Valley News Staff Writer
Published: 9/16/2020 9:12:17 PM
Modified: 9/16/2020 9:12:09 PM

WEST LEBANON — Work to rebuild the two bridges carrying Interstate 89 over the Connecticut River started this week, but, transportation officials say, drivers won’t see a major change in their commute for at least a year.

Crews with Bow, N.H.-based R.S. Audley began site work on the $43.8 million project on Tuesday. Their first task is to build a new pier and deck that will serve as temporary travel lanes.

“It is a five-year project and we will spend the first year and a half coming up out of the river because we need to construct new piers between the two existing ones,” Jeffrey Potter, an engineer with the New Hampshire Department of Transportation, said Wednesday.

Aside from cranes working alongside the river, drivers may not notice the crews until 2021, he said.

Once work on the new travel lanes is complete, southbound traffic will be diverted onto them as workers remove the current bridge’s deck and superstructure. They’ll then widen the highway to create auxiliary lanes that will allow traffic to move more freely between interstates 89 and 91.

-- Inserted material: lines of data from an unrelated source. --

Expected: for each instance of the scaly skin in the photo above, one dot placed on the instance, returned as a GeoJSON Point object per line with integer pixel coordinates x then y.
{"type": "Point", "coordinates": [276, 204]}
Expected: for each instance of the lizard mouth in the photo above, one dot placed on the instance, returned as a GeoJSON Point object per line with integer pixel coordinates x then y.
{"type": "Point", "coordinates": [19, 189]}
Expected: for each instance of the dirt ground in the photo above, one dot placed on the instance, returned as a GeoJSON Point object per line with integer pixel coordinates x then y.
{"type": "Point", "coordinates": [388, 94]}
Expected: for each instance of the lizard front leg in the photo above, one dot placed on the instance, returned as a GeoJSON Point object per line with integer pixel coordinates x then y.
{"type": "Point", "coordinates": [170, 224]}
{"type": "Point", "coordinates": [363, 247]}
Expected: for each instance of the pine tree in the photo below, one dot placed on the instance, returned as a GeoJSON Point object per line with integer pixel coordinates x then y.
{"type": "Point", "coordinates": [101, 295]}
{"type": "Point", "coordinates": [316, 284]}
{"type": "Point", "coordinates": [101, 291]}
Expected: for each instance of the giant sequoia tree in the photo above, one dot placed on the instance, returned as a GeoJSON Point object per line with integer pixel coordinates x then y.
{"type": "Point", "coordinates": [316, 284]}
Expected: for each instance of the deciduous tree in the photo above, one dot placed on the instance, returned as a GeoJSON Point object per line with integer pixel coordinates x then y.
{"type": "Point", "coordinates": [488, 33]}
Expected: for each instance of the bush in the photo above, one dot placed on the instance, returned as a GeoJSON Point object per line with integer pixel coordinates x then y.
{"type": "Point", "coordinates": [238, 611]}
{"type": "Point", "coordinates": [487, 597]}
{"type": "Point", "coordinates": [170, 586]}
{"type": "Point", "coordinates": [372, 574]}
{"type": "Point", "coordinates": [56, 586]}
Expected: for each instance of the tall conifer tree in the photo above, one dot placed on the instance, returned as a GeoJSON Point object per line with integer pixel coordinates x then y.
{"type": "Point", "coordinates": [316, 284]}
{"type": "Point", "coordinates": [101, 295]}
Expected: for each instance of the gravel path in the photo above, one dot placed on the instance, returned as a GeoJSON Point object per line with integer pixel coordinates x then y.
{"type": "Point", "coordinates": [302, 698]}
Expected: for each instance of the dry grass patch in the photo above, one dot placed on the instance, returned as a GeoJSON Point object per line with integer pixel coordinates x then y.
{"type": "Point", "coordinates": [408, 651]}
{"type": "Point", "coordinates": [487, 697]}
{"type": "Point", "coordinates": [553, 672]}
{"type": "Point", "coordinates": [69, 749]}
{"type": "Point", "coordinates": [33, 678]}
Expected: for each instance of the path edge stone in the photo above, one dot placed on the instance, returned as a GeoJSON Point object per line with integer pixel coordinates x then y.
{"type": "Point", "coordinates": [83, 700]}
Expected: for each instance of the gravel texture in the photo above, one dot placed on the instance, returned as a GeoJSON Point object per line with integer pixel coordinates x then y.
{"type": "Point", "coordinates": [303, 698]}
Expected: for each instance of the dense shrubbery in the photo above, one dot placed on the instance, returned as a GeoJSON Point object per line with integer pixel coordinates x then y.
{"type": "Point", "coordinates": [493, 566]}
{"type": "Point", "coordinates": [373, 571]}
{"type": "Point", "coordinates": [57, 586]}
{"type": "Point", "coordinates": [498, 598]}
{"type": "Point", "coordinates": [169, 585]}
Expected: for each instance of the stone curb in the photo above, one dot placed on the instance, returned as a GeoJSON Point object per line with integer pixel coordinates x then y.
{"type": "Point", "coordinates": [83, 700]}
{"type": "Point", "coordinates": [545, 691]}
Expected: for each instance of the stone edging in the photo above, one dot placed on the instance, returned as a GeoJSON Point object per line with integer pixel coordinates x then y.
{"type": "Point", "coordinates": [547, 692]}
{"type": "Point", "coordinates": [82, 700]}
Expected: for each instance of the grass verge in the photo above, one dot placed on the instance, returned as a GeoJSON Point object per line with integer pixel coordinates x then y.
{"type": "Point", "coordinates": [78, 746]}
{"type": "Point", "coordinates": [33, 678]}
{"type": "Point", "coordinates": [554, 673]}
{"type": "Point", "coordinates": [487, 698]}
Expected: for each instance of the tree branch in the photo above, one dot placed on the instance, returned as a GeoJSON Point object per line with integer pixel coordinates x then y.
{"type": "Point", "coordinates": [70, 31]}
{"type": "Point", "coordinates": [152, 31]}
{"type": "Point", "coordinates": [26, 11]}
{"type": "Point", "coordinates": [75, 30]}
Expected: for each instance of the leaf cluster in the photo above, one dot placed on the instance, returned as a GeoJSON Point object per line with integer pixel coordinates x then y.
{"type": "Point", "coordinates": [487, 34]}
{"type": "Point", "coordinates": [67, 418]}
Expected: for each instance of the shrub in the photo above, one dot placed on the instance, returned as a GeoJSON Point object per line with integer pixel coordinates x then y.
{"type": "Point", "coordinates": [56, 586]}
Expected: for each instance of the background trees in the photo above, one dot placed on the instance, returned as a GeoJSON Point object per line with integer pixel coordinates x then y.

Once the southbound bridge is complete, construction will then focus on the northbound bridge, with traffic headed into Vermont diverted onto the temporary roadway.

The DOT also proposes closing the northbound lane overnight for up to a month sometime in 2022 so that crews can transport large pieces of steel, Potter said.

A detour in those overnight hours — which was reviewed last year by the Hartford Selectboard and Lebanon City Council — would force northbound motorists to get off at Exit 20 in West Lebanon, drive north on Route 12A, then over the Route 4 bridge to White River Junction and have them travel south onto I-91 before exiting back onto I-89.

State officials also say they may later close the ramp that ferries northbound traffic off I-91 onto I-89 south toward New Hampshire for a few days, which would require a local detour through White River Junction and West Lebanon.

“We’re just getting started and you’re probably not going to see a whole lot going on for the next year,” Potter said. “While it will still be an active construction site, it shouldn’t impose real impacts to the traveling public.”

The 840-foot “sister bridges,” which were constructed in 1966, carry about 41,000 vehicles a day and are showing “severe signs of distress,” according to a 2017 grant application the New Hampshire DOT submitted for the project.

“The concrete bridge decks exhibit signs of distress, including cracking, delamination, and efflorescence at various locations,” said a separate 2014 report. “The lead-based girder paint system is failing as evidenced by cracking, flaking, and peeling, and light rust has formed in many locations on the steel members.”

Both structures are on New Hampshire’s “red list” priority ranking, meaning they’re inspected twice yearly due to their poor condition. Other state-owned bridges receive inspections every two years.